In Minnesota, a lucky thousand or so have secured assistance this year from the state's Lawns to Legumes program. Offered by the Board of Water and Soil Resources, it makes funds and other help available to encourage people to turn their yards into pollinator habitats.

Now that our region has gotten a bit of rain, color is again springing back into yards that had appeared hopeless. But we shouldn't forget our brief lesson in what it's like to live with water insecurity — a small taste of the scarcity now being felt in California, where officials say conditions have deteriorated to their worst point in 1,200 years. Even if our water supply lasts a long time, it might not last forever, especially in the face of demand from an influx of climate refugees.

So it only makes sense for homeowners to transition away from lawns that require frequent watering. Available options include rock gardens, rain gardens and native plants that can survive with irregular precipitation.

Does that sound like an invitation to let nature take its course? It isn't. In Minneapolis, a city ordinance specifies that weeds or grass must be kept to a maximum height of 8 inches "except as part of a managed natural landscape." If the term "managed natural" seems confusing, the ordinance helpfully clarifies: Such a landscape comprises "a planned, intentional and maintained planting of native or nonnative grasses, wildflowers, forbs, ferns, shrubs or trees, including but not limited to rain gardens, meadow vegetation, and ornamental plantings."
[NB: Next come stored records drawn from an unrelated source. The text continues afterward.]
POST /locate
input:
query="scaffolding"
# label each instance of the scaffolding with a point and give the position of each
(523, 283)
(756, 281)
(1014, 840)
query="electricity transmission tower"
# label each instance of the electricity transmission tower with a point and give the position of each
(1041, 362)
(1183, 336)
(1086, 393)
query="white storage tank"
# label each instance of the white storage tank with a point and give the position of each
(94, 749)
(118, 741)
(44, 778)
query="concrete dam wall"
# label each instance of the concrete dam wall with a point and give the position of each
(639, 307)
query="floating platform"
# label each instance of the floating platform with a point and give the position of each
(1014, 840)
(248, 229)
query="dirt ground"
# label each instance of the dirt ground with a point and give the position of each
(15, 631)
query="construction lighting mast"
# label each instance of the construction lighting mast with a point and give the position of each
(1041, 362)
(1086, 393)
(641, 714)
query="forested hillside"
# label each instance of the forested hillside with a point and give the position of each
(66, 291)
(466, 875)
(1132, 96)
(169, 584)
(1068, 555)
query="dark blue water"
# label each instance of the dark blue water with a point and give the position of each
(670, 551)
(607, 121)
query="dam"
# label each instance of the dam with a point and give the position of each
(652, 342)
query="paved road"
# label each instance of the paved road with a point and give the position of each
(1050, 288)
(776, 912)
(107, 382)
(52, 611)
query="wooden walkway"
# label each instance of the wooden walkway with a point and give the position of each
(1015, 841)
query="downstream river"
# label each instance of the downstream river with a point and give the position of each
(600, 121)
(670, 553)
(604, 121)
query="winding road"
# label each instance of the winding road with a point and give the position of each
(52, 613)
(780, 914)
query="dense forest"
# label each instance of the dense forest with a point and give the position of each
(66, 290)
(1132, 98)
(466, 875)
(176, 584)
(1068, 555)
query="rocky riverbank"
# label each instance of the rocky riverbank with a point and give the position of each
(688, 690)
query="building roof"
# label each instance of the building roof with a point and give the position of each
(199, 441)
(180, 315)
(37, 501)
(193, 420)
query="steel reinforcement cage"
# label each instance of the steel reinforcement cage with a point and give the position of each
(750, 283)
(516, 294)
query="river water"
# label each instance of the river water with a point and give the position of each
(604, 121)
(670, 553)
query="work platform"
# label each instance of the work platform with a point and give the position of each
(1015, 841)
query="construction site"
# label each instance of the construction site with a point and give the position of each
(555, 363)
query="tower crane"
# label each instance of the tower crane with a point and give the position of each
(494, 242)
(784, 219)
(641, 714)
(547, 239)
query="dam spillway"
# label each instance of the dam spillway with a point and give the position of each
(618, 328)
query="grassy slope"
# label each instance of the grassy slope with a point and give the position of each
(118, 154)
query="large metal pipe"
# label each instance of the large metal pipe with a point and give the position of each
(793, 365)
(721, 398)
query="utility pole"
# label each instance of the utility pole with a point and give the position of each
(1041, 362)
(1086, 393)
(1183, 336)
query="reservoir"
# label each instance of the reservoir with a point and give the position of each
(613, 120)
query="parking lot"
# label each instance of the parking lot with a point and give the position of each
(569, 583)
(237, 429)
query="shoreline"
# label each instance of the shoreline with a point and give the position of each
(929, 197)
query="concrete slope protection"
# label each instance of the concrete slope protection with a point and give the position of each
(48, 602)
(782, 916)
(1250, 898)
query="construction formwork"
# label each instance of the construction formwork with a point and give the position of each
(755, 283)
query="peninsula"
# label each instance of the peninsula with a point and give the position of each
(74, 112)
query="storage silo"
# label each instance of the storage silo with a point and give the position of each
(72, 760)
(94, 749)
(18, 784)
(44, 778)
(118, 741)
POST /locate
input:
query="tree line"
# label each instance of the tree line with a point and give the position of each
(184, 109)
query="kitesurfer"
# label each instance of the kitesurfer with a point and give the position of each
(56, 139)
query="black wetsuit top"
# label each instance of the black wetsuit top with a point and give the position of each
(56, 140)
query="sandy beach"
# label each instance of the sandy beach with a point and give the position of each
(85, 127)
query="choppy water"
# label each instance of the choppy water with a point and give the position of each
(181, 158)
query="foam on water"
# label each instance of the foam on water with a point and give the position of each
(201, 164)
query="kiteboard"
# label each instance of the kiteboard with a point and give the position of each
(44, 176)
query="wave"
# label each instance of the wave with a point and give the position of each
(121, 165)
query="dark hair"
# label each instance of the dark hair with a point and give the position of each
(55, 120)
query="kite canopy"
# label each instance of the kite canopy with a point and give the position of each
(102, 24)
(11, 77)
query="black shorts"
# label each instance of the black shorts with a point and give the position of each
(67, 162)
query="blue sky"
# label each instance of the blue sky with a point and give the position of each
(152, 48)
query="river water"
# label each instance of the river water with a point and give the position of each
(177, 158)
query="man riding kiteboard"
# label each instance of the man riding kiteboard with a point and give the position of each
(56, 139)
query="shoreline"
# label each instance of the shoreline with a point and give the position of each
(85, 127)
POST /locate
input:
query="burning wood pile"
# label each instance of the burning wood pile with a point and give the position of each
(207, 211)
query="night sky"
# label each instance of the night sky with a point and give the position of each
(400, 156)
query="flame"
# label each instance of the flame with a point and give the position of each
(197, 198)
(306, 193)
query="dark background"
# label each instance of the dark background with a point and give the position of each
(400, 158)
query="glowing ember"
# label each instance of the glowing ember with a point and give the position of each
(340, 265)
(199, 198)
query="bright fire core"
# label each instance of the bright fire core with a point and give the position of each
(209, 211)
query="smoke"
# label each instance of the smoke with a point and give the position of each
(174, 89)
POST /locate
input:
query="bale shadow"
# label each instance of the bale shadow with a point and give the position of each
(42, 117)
A key requirement is that the landscape not include "noxious weeds" as defined by Minnesota's secretary of agriculture. The state's list of such weeds is long and includes species that a layperson might mistake for innocent wildflowers, like purple loosestrife and wild parsnip. The level of expertise required may seem daunting.

One appealing alternative is to supplement or even supplant existing grass with white clover. It gets by with minimal watering and needs only infrequent mowing. It might not hold up under games of touch football, but it's pretty and provides suitable habitat for pollinators. Best of all, it requires no special expertise in distinguishing one plant from another.

Keeping a yard beautiful is about more than grass. As Camus observed in his essay on Sisyphus, the struggle toward the heights is enough to fill a person's heart.